No me es posible revelar el nombre del pueblo en cuestión, pues las pocas casas que lo componen dan como resultado una población reducida, todos se conocen allí, aunque en los últimos tiempos la localidad ha sido invadida por los germanos, quienes traen consigo sus costumbres y lengua. No es seguro que al preguntar por tal dirección te contesten en castellano o en mallorquín, dialecto del catalán. Diré, no obstante, que este pueblecillo no se encuentra muy lejos de Inca, en el centro de la isla, famoso este último por su fábrica de galletas, que se venden en todo el archipiélago balear y parte de la costa levantina y son apreciadas por los turistas del mundo entero, los cuales se atiborran de ellas en tanto permanecen de vacaciones en alguna de las cuatro islas (Mallorca, Menorca, Ibiza y Formentera; aún queda por citar Cabrera, pero toda ella es hoy un parque natural, tengo entendido que hasta sus costas llega la foca monje, que está en peligro de extinción).

 

Tomaron un sábado por la mañana el autobús que los conduciría hasta Inca.
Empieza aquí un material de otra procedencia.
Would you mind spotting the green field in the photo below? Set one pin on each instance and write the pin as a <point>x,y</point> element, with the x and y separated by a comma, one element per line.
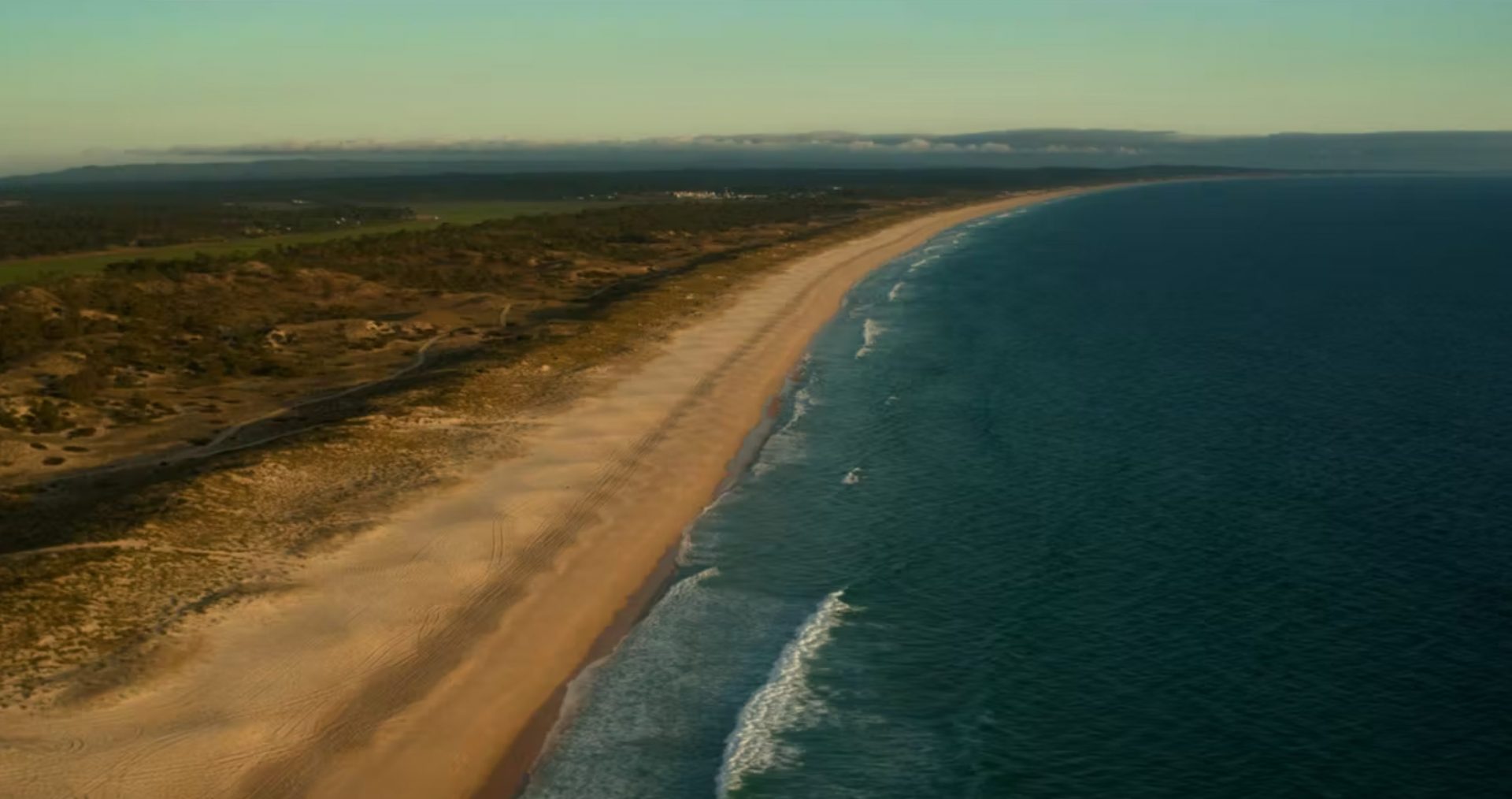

Luego solo tenían que recorrer cinco kilómetros a pie para presentarse en la plaza principal del pueblo de Julia, donde se reunían en apretada convivencia las fachadas de la iglesia, la del ayuntamiento, con su balcón negro y su racimo de banderas flotando al viento de Tramontana, y la de Correos, edificio viejo, adusto, atacado de salitre, exudaba humedad por los cuatro rincones.

El trayecto en autobús se les hizo bastante agradable. Más allá de la mancha de asfalto asomaba la campiña balear, llena de almendros, algarrobos, matorral bajo y un aire transparente y dorado cuando los rayos del sol caen oblicuos sobre la tierra. De Palma a Inca no hay muchos repechos, las montañas se concentran en un solo punto, el resto es llanura que se extiende y se deja mecer por la brisa del mar. Las casas de dos plantas poseen fachada de piedra rebosante de musgo, postigos azules en las ventanas, verjas pintadas de blanco que transmiten un encanto especial al sitio. Yo amo profundamente estos parajes frescos y saludables como manzanas recién cogidas del árbol. Donde quiera que vaya, los llevaré conmigo en la memoria.

Aquella mañana de principios de octubre el otoño estaba lejos aún de instalarse en el territorio insular; las hojas de los almendros y algarrobos tintineaban al tiempo que proyectaban los mil y un reflejos cristalinos de la atmósfera caliente. En torno a las flores con su rica gama de colores y matices zumbaban los insectos con destellos de oro.

Julia estaba muy feliz ese día; tanto o más alegre que la nubecilla que veía flotar en lo más alto del cielo, solitaria y reposada como una reina de los espacios libres e infinitos. Ella se sentía igual que la nubecilla; pero no estaba sola, sino que llegaba a su lugar acompañada, como don Quijote de Sancho. Y en la casa de sus padres nadie la tenía por loca; antes bien, se había atrevido a aventurar su suerte y esta le había sido propicia porque, a pesar de los mil inconvenientes, creía que la vida no había cesado de sonreírle en ningún momento.